Imagine all your conversations being heard by your laptop while you are on phone or interacting with a person near your laptop. A major security revelation by a security researcher in Google’s We Browser.
Chrome Bug Permits sites to have an eye on you by discreetly recording Audio/Video
Chrome is one of the most extensively used web browser and provides a range of features to its users.
However, like other software, Chrome also possess some vulnerabilities which puts a user’s privacy to risk as discovered by a security researcher. It can capture Audio & Video of the user without its consent prior giving any alert or notification.
The respective flaw was discovered by an AOL web developer who was working with WebRTC, the new real-time audio and video streaming protocol on internet.
As per Ran Bar-Zik (the author of the flaw) reports, the flaw is in how Chrome handles WebRTC. Once the audio and video are sent to the browser, it is possible to the site where the WebRTC stream will be sent running java script that records these elements, not intimidating the user that they are being captured.

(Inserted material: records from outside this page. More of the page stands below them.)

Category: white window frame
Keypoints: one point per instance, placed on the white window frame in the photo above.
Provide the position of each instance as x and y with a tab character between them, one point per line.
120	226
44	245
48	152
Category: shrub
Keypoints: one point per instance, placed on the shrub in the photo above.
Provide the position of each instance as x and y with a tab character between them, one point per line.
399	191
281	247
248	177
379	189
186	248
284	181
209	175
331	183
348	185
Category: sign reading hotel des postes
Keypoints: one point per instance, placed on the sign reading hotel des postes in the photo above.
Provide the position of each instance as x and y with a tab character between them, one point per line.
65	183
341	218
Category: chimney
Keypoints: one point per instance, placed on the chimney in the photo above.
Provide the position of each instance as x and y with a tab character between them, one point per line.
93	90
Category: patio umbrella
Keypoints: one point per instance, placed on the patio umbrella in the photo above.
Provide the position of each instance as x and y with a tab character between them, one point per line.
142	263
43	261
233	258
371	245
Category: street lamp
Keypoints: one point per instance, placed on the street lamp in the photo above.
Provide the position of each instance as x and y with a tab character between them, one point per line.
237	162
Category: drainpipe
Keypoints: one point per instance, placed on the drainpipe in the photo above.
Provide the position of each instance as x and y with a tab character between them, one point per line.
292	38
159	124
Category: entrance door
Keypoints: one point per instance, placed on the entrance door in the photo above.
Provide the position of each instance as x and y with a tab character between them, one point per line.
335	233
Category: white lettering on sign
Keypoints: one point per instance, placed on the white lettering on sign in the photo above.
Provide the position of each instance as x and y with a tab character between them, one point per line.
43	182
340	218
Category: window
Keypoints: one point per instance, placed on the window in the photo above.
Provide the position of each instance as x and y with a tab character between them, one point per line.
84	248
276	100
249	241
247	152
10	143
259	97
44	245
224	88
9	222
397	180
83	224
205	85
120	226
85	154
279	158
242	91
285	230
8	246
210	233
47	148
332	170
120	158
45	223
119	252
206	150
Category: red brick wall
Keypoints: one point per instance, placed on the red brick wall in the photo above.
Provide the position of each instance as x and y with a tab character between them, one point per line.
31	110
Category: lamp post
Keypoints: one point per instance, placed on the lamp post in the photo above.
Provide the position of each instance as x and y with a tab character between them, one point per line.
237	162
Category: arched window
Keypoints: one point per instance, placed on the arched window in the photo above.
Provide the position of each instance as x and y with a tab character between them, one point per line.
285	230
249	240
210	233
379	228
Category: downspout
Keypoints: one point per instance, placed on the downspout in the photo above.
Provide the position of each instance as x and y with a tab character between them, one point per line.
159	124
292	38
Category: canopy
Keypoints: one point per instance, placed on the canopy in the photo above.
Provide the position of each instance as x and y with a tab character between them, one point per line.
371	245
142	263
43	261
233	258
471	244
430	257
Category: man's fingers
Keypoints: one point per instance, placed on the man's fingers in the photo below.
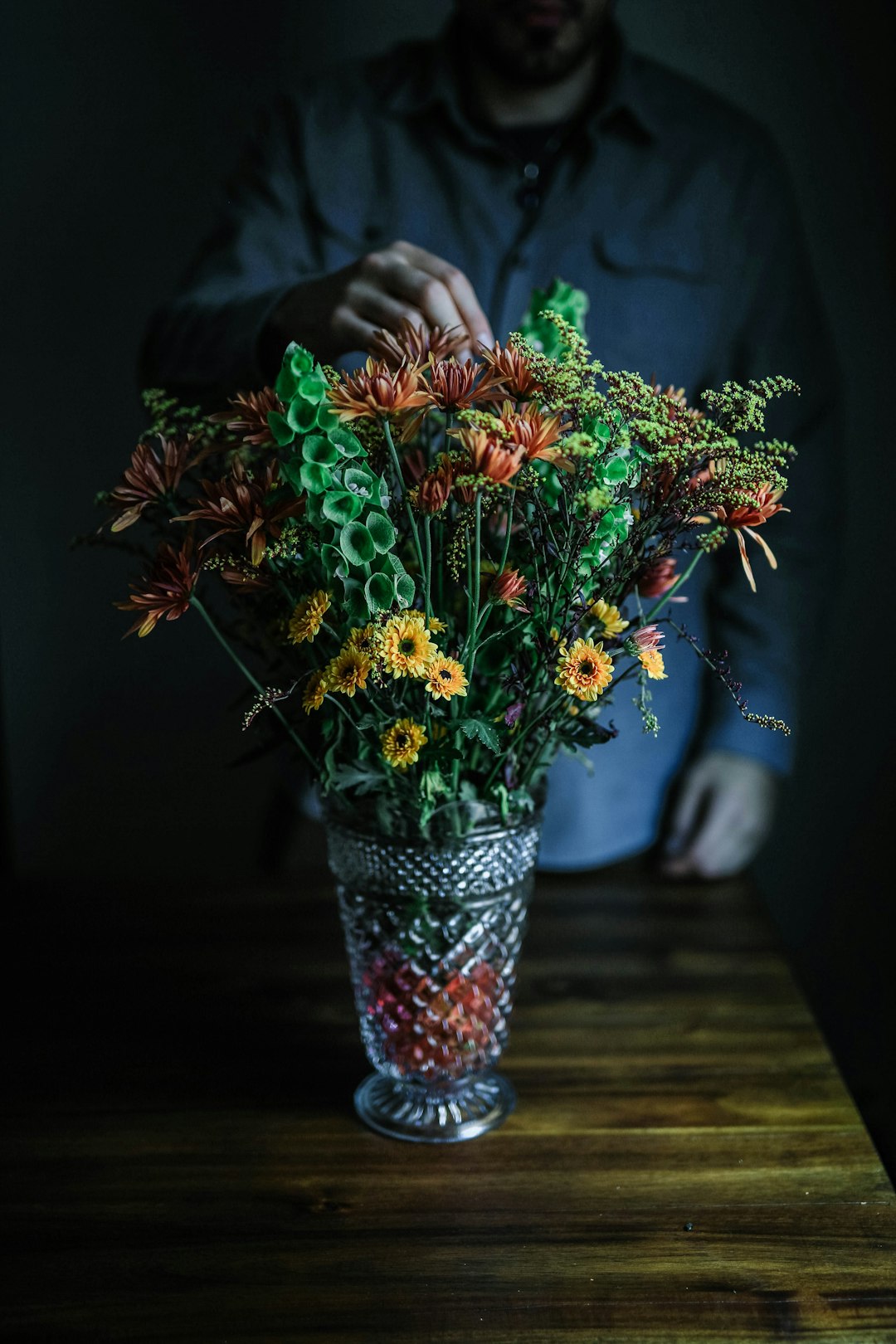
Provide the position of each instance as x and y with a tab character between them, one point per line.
349	331
373	305
458	286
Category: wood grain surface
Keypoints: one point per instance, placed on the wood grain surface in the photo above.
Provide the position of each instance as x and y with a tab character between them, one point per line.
184	1163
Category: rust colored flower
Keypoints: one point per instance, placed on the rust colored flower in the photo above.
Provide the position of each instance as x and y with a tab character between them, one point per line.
648	639
659	577
151	476
434	489
165	590
508	587
249	416
507	373
377	392
533	431
490	455
241	503
746	518
416	346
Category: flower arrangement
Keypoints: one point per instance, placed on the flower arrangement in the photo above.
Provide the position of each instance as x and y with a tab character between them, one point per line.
437	574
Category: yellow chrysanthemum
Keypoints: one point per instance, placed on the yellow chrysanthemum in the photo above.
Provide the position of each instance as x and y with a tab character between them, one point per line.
314	693
445	678
364	639
609	617
308	616
653	665
406	645
585	670
348	671
402	743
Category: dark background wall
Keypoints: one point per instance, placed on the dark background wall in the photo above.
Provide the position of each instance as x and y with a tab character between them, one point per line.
119	121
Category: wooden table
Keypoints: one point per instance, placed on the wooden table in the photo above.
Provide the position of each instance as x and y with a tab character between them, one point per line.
684	1163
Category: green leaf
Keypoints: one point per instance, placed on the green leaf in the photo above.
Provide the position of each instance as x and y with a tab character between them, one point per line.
406	589
282	431
347	442
301	414
317	448
334	562
356	777
362	480
483	732
381	530
379	592
356	543
314	477
312	386
355	600
342	507
292	474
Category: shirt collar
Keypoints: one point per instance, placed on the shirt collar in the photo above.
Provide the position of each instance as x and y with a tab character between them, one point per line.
426	80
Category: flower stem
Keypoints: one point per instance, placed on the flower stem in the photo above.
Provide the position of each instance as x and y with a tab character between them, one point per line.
680	582
416	535
253	680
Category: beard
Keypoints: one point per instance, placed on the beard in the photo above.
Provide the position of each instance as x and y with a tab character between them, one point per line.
533	42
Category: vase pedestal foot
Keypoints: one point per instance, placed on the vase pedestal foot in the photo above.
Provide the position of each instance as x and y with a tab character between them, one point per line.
445	1114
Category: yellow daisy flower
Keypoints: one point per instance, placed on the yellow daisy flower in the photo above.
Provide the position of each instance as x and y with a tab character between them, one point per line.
364	639
308	616
653	665
402	743
406	647
348	671
445	678
609	617
585	670
314	693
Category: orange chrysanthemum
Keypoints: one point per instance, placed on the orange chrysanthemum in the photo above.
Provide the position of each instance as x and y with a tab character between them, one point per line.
242	503
507	373
508	587
406	645
377	392
490	455
434	489
348	671
151	476
402	743
533	431
164	592
445	678
314	693
249	416
416	344
583	670
609	617
308	616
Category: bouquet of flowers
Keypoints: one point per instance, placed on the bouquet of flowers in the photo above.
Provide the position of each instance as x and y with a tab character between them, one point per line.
436	574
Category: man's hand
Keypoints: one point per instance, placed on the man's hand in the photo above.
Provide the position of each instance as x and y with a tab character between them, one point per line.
720	819
340	312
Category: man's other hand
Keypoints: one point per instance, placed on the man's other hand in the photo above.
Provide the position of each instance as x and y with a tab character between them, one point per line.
340	312
722	815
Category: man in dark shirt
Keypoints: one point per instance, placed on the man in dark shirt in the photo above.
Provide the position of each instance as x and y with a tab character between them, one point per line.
444	182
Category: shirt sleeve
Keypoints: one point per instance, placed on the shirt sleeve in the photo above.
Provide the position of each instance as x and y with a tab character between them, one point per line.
206	340
768	636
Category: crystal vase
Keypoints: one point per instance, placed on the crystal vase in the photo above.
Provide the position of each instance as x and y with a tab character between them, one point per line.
433	933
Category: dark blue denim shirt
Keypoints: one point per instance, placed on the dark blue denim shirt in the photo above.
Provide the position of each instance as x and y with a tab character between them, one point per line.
672	210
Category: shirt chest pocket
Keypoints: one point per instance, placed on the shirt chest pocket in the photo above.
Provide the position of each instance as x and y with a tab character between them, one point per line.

The standard way chrome uses to show such an alert (red ball) on the tab which is in question, just as we can see when a tab is playing audio.
Although it is a critical flaw, still its impact is restricted because the site must be authorized to access the audio and video of the user to perform this unauthorized operation. Undoubtedly many users will authorize such permissions without properly reading them.
Google has already been intimidated about this issue, but it does not consider it as a security breach. According to the report of Google, in mobile browser no such notification is received and while accessing on the desktop it is displayed only when the interface has enough space.